Although a corporation’s constitutional documents must be registered with the Cayman Islands Registrar of Corporations, they are not accessible to the public.
Cayman Islands Trust Law is based on English common law and is therefore interpreted according to English case law, as amended by any Cayman case law. Under a unit trust agreement, investors (or unitholders) pay funds to a trustee who holds those funds in trust for unitholders, and each unitholder is directly entitled to share. pro-rated the assets of the trusts.
Exempt limited partnerships (PEL s) are the most common vehicle for private funds.
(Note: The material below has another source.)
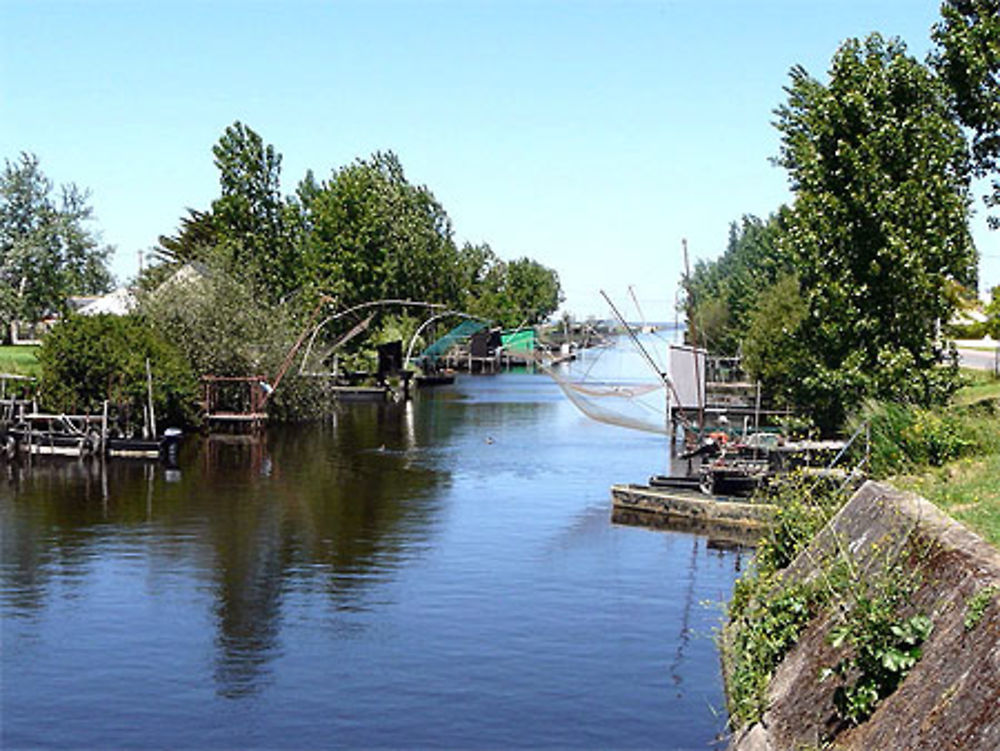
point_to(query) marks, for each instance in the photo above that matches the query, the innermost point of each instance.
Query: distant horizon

They are also sometimes used in master-feeder variable capital fund structures.
A partnership registered as a PEL, in addition to limited partners, must have at least one general partner who: if an individual, resides in the Cayman Islands; whether a company is incorporated in the Cayman Islands or registered as a foreign company; or if a partnership, is registered in the Cayman Islands.
The General Partner is responsible for the conduct of the affairs of PEL and it (rather than the Limited Partners) is responsible for the debts or obligations of the Partnership, except as otherwise specified in the Partnership Agreement.
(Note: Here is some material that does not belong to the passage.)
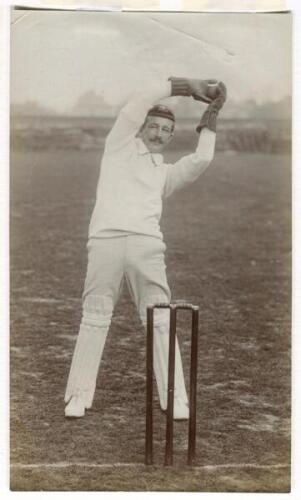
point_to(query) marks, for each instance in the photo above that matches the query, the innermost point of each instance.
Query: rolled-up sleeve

A PEL does not have a separate legal identity from its partners and therefore any PEL property held in the name of the General Partner or in the name of the PEL will be deemed to be held in trust by the General Partner as an asset. of the ELP. Limited partners have limited liability (limited to the amount of capital advanced to the partnership), but must not take part in the conduct of the affairs of a PEL and to do so would risk making that limited partner liable for the debt and of the obligations of the PEL, if the PEL becomes insolvent.
The Cayman Islands has a well-established and flexible trust regime that allows for the protection of privacy and assets, both in the areas of commercial and private wealth. For example, if a trust company incorporated in the Cayman Islands only conducts “ connected trust business ”, it may register as a private trust company (PTC) with CIMA. The PTC has proven to be a particularly attractive structure for affluent families who are, for example, sensitive to confidentiality issues, or who wish to retain some control or influence over the administration of the trust assets, which may include shares in a family business. . PTCs can also be used in a philanthropic or business context.
For business purposes, especially where a special purpose vehicle is incorporated for the purpose of a particular transaction, special trusts (alternative regime) (STAR) under Part VIII of the Trust Act (2021 Revision) may be used to have the shares of the special purpose vehicle vested in the STAR Trustee for the purpose of exercising his voting rights to advance the transaction in question.